L’année dernière en Zambie, à la même période, Hillary Clinton, la secrétaire d’Etat des Etats-Unis, s’est répandue en conseils aux Africains. Cependant que l’OTAN n’en avait pas encore terminé avec la Libye qui n’était pas, de ce fait, concernée par la virée de la conseillère impériale, forte des menaces qu’elle draîne dans son sillage, l’air de rien, a eu des couplets croustillants, dont celui-ci : «Nous ne voulons pas voir un nouveau colonialisme en Afrique. Nous ne voulons pas voir (les investisseurs) saper la bonne gouvernance en Afrique». Et il ne faut pas croire qu’elle s’en est tenue aux euphémismes.
Elle a nommément désigné la Chine, qui grignote dangereusement le continent, tout en réduisant la part convoitée par les entreprises et les spéculateurs occidentaux. En termes d’alternative au géant asiatique, la Clinton affirme qu’il y a plus «de leçons à tirer des États-Unis et des démocraties». D’après elle, en substance, l’Afrique doit rester dans le giron de ceux qui l’ont colonisée, plus précisément dans celui de leur parrain, décidé à manifester sa préséance au détriment de ses vassaux. Elle met, tout de même, la forme en ne donnant pas d’ordre évident, en faisant part, simplement, de son «vouloir», sur un ton qui se veut attentionné. On serait sur le point d’y voir une touchante préoccupation, une préoccupation désintéressée et le souci de voir les Africains être «bien gouvernés». Mais elle parle de «leçons à tirer» à des gens qui ont tiré plus de leçons qu’il n’en faut, et pas du tout du «nouveau colonialisme», mais du colonialisme réel et de ses prolongements, toujours en vigueur.

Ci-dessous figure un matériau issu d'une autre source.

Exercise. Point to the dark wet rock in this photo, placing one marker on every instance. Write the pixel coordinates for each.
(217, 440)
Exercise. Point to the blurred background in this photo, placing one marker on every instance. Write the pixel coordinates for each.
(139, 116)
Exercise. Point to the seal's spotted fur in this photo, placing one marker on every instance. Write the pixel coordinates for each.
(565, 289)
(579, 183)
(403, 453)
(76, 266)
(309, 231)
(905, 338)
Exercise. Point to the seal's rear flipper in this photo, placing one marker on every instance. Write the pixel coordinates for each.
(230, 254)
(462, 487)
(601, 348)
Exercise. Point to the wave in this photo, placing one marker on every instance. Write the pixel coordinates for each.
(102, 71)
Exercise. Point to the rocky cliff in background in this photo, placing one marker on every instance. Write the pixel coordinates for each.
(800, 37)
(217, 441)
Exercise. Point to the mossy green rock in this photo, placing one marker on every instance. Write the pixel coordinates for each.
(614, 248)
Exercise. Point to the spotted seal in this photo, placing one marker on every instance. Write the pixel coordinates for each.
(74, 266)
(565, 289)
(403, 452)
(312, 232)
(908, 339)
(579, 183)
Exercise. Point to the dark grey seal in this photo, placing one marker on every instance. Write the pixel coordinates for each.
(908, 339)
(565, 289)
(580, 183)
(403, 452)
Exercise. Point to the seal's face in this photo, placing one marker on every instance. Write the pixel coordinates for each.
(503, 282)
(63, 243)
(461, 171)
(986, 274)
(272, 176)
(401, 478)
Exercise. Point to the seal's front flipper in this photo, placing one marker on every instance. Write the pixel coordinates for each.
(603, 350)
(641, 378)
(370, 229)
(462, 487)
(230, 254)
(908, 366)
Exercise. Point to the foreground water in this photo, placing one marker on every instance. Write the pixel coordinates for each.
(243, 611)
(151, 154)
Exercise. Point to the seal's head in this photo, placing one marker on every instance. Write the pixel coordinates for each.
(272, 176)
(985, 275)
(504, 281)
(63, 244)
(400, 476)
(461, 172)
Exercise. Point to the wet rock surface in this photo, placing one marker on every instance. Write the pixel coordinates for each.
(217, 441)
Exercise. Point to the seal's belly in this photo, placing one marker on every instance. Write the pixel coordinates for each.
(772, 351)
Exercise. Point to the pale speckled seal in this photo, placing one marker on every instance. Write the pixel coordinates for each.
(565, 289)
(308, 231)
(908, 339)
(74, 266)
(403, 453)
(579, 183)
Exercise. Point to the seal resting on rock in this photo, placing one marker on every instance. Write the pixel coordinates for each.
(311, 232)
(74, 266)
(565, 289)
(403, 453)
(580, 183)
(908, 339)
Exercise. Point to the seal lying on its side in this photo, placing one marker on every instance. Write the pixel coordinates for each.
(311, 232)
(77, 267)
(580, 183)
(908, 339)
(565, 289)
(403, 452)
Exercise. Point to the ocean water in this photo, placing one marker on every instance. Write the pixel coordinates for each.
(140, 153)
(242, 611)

Dans l’actualité brûlante, il n’y a qu’à se référer à la Libye qui vient d’être «démocratisée» et qui jouit de la gouvernance certifiée par les «Etats-Unis et les démocraties», sans préjudice du prix qu’elle a dû payer pour ce sublime privilège.
Plus bas dans la hiérarchie, le nouveau président français, François Hollande, annonce «mettre fin à la Françafrique», pour peu qu’il en reste assez, depuis que de plus puissants l’ont investie. Il dit aussi qu’il va «traiter d’égal à égal» avec les Africains, pour peu qu’il puisse se permettre de rivaliser avec plus puissants, dans le domaine. Mais il reste très peu crédible, même avec un statut fortement écorné. Lui et son parti ont été de toutes les entreprises néocoloniales, en votant et en soutenant toutes les initiatives guerrières contre les pays qui voulaient justement «traiter d’égal à égal» et qui refusent les «conseils» de la «communauté internationale».
De plus, pour ne rien gâcher, le président frais émoulu, n’a pas trouvé mieux que de convoquer Jules Ferry. Celui qui pensait tout haut que «les races supérieures ont le devoir de civiliser les races inférieures». Il aurait pu s’en passer, car maintenant que c’est fait, il lui sera difficile de justifier son peu de perspicacité sur la question. Parler de l’école n’oblige pas de risquer de jeter le doute sur son idéologie profonde. A moins qu’il soit possible d’arriver à la tête de l’une des nations les plus cultivées du monde et de traîner des tares aussi profondes, en matière de subtilité, soi-même et son armée de conseillers et de collaborateurs.